The Eleven Point Checklist


Hold it. Before you write that scene
Have you included?

1. Time (a time boundary–the when)

2. Place (a place boundary–the where)

3. Light

4. Character An emotion boundary. (The scene=s own specific mood in the story)

5. Point of view. Give it to the person with the most interesting view. Keep it there unless somebody else has a better one. Then let us know your changing. Be able to tell yourself why.

6. Purpose Clash or conflict that keeps building actively as something happens

7. Taste. A primary, visceral sense. Give us something unexpected. The dry taste of dust. Saliva. Blood. Good bad and ugly.

8. Touch. Let your character interact with the world. As with all sensory details make them count. Stir a memory in the character, reveal plot information. The skin was too cold

9. Smell. The primitive sense, the most evocative. Have it send the character someplace in his mind. A favorite can be sexually evocative. Make cold sweat break out. Like the smell of raw meat, freshly butchered.

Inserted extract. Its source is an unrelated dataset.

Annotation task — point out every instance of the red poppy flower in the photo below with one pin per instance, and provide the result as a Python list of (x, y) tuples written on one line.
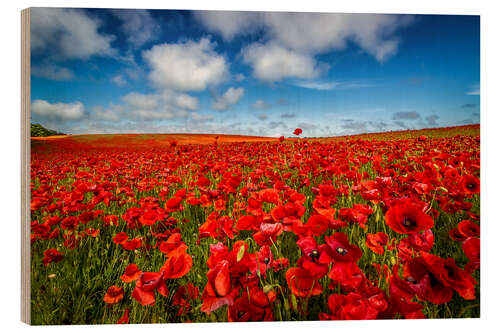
[(248, 222), (172, 244), (424, 283), (132, 273), (423, 241), (470, 184), (340, 250), (174, 204), (120, 238), (253, 305), (377, 242), (301, 283), (407, 218), (456, 235), (267, 234), (177, 265), (150, 217), (146, 285), (468, 228), (51, 255), (183, 296), (124, 319), (114, 295), (471, 247), (219, 290), (132, 244), (451, 275)]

10. Sight. Our primary method of transferring info. Why does she notice something. Remember you don’t have to say, “She turned and saw.” If she’s the only one there all you have to do is say it.
“A man waved a bamboo fan in the corner.”

11. Hearing. Story with no sound track is dead. Let the sound come over the dialog. Evoke a sense of place. Wind chimes, cicadas. The insistent drone of a heavy diesel generator. The howling wolf, the guttural chuffing of a tiger.

Now, can you weave them together–make a thread that pulls us from one element to another that reveals these elements naturally, not like a laundry list?